Transformer VAE

Summary of an ICASSP 2020 paper about music representation learning

Posted by Ondřej Cífka on August 20, 2020 · 11 mins read

This is the first of a series of blog posts about ICASSP 2020 papers. Today’s paper is Transformer VAE: A Hierarchical Model for Structure-Aware and Interpretable Music Representation Learning by researchers from CMU, NYU Shanghai and Hooktheory.1

The goal of this work is to learn a music representation which is both structure-aware (capturing dependencies at different time scales) and interpretable (in the sense that it can be decomposed into units with easily discernible meanings). More specifically, the authors want to find a ‘concise’ representation of melodies where repeated segments (with possible variations) are encoded by referring to their first occurrence. One possible application is what the authors refer to as context transfer, where we want to develop a given piece of music ‘following the music flow of another piece’.

The work combines two popular approaches – variational autoencoders2 (VAEs) and Transformers3 – to propose the Transformer VAE. VAEs are a type of autoencoder that tries to learn a nicely organized representation space by making some assumptions about the distribution of latent codes. The Transformer, on the other hand, is a powerful type of neural network originally applied to the machine translation task and is known to be capable of capturing dependencies at different time scales, just as the authors want. This post will focus on how the paper combines these two approaches, so to learn more about the individual architectures check the references.

The model

Probably the best starting point is the original Transformer architecture,3 consisting of an encoder and a decoder. Originally, the input to the encoder would be an English sentence, and the output of the decoder would be its translation into the target language. In this paper, on the other hand, the input is a melody, and because we are in an autoencoding scenario, the model is trained to produce the same melody as its output. And, as with any autoencoder, we are then interested in the representation between the encoder and the decoder (i.e. the output of the last encoder layer) – this representation is called the latent code and denoted \(z\).

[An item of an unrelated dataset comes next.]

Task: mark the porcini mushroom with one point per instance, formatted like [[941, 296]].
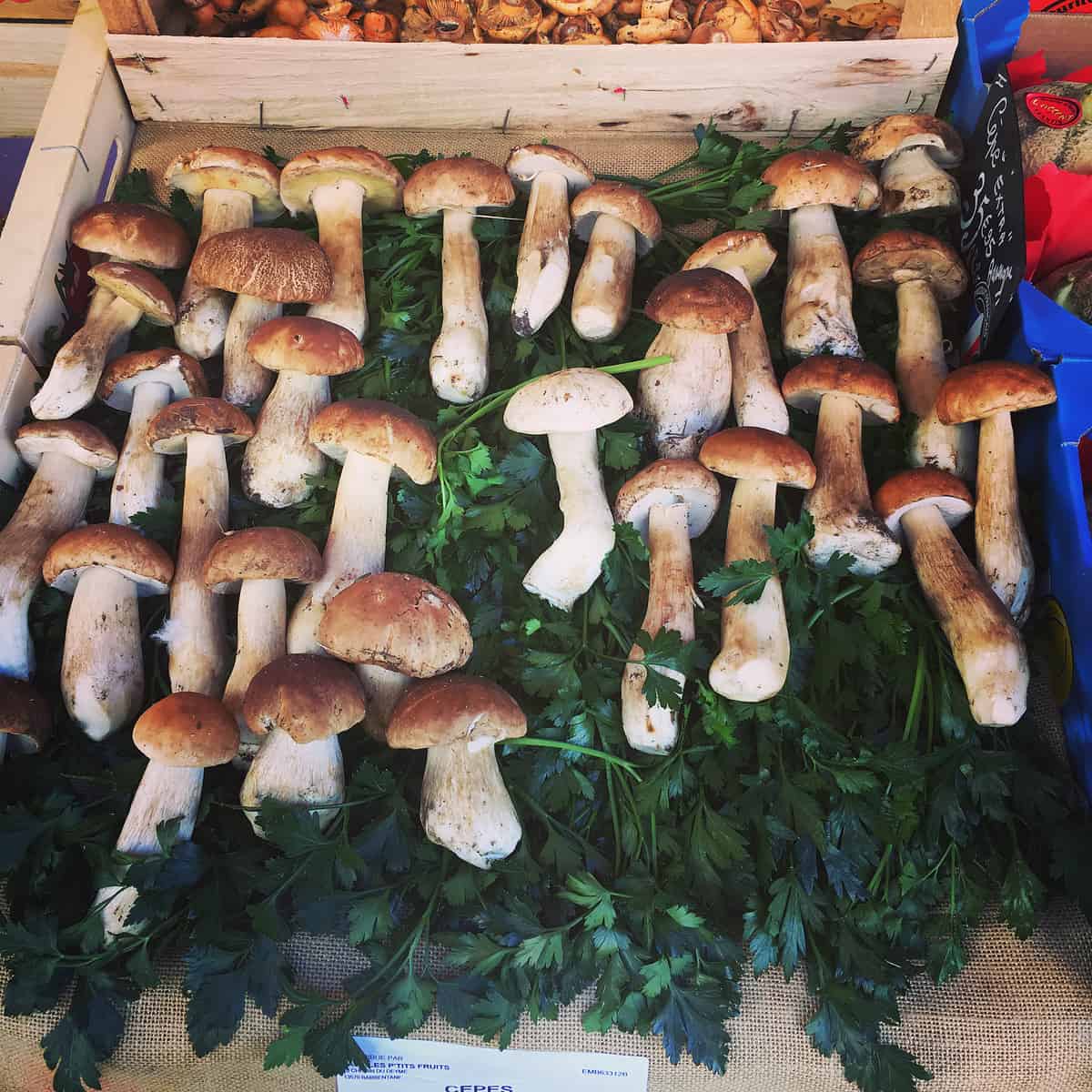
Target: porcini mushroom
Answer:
[[551, 176], [753, 662], [200, 430], [817, 316], [670, 502], [568, 408], [921, 271], [266, 268], [991, 392], [459, 188], [689, 398], [989, 653], [620, 224], [464, 803], [845, 392]]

At every layer, Transformers work with sequences of representation vectors where each vector corresponds to a specific position in the input. In this specific application, the Transformer works on the level of bars. To achieve this, every bar is first encoded using a local encoder before being passed to the Transformer encoder, and similarly, every output of the Transformer decoder is passed through a local decoder to generate the corresponding bar.

The model architecture.

An overview of the Transformer VAE architecture. The local encoder and decoder make sure that each bar \(x_1,\ldots,x_T\) is encoded separately so that the Transformer operates on representations of bars.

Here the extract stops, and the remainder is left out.